The mediator is a facilitator rather than a participant in the debate. She may ask probing questions (particularly in the private sessions to determine each side’s “bottom line”), and may tentatively suggest compromises for the parties’ consideration. But she does not express her own opinions except perhaps as a last resort if the process seems to be breaking down; the ultimate decision (which may be enforceable as an ordinary contract once it is reached) is the responsibility of the parties themselves.
Conciliation
Basically takes mediation a step further and gives the mediator power to suggest grounds for compromise and a possible basis for a conclusive agreement. (The term conciliation is often used interchangeably with mediation)
Conciliation is an assertive, rights-focussed process that fundamentally aims to enable the complainant to exercise his or her rights in law.
It is used in disputes about access for disabled people to goods and services. It aims to secure a resolution in response to a particular incident of alleged discrimination which is satisfactory to the complainant.

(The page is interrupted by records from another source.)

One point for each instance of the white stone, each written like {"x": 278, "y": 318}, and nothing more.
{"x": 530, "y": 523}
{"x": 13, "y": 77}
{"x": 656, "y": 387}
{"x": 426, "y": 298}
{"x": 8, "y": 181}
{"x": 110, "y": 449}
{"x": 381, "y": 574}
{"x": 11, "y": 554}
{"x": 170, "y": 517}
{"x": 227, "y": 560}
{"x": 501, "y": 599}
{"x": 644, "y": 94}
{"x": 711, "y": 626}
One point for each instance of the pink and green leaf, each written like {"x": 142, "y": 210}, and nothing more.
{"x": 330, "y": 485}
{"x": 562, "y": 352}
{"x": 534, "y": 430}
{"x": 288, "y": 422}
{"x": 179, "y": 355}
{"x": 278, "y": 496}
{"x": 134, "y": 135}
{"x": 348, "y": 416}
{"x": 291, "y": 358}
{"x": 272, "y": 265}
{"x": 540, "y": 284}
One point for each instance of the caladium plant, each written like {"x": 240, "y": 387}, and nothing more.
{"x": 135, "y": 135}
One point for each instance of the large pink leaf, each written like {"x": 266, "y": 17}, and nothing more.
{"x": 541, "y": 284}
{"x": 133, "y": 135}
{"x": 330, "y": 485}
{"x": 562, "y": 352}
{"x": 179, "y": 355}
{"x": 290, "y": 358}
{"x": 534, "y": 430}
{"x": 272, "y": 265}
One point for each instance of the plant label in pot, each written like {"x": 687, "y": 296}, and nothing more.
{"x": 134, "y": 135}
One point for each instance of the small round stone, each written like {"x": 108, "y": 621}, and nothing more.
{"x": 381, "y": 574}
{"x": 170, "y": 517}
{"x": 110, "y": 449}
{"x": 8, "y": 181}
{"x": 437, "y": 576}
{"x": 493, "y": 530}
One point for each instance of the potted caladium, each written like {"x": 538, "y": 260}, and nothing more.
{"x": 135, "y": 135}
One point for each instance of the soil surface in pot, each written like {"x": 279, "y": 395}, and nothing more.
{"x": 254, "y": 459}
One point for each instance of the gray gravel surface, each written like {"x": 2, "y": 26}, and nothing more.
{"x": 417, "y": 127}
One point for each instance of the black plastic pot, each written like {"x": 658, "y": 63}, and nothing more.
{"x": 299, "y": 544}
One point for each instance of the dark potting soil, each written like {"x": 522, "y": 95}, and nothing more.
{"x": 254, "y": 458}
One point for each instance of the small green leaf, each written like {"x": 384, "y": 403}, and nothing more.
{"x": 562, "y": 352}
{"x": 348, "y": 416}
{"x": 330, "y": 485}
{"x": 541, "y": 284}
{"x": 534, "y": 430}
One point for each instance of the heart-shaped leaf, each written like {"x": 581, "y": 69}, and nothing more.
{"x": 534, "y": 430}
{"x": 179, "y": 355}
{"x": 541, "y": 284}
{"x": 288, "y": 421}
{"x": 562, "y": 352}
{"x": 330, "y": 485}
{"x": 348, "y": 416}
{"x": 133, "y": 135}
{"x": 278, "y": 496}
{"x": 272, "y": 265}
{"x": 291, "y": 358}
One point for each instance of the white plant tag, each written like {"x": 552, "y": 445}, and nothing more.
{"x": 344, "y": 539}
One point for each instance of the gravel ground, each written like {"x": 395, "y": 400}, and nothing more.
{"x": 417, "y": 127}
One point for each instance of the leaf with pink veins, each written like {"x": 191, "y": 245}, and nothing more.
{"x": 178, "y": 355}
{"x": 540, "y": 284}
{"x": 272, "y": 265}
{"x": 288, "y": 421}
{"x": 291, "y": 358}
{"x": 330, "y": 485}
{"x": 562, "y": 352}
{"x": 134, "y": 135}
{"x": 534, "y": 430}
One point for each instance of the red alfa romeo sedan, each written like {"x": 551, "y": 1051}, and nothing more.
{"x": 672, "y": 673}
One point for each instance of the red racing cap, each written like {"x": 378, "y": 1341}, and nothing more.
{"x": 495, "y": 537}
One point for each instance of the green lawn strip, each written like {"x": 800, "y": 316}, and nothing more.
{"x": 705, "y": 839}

If an acceptable resolution is not found, or if a provider refuses to become involved in the conciliation process, then the complainant still has access to the courts to enforce their rights.
4. Other Types Of ADR
Ombudsmen
The office of Parliamentary Commissioner for Administration was created by the Parliamentary Commissioner Act 1967. Her function is to investigate complaints of maladministration by any government department, or any of a number of other public bodies. A complaint can be made by any individual or corporation (other than a public authority), but must be made by the person aggrieved or by someone acting on his behalf; busybodies are not welcome, nor can the Ombudsman begin an investigation on his own initiative.
Consumer Groups
An individual with a complaint against a company or public body, who is unable to get a satisfactory response, may be able to get some help by writing to a consumers’ group, TV programme, newspaper, or other similar body. This has no legal force, and the consumer group will not necessarily investigate all the complaints referred to it, but the threat of adverse publicity can often lead to a settlement.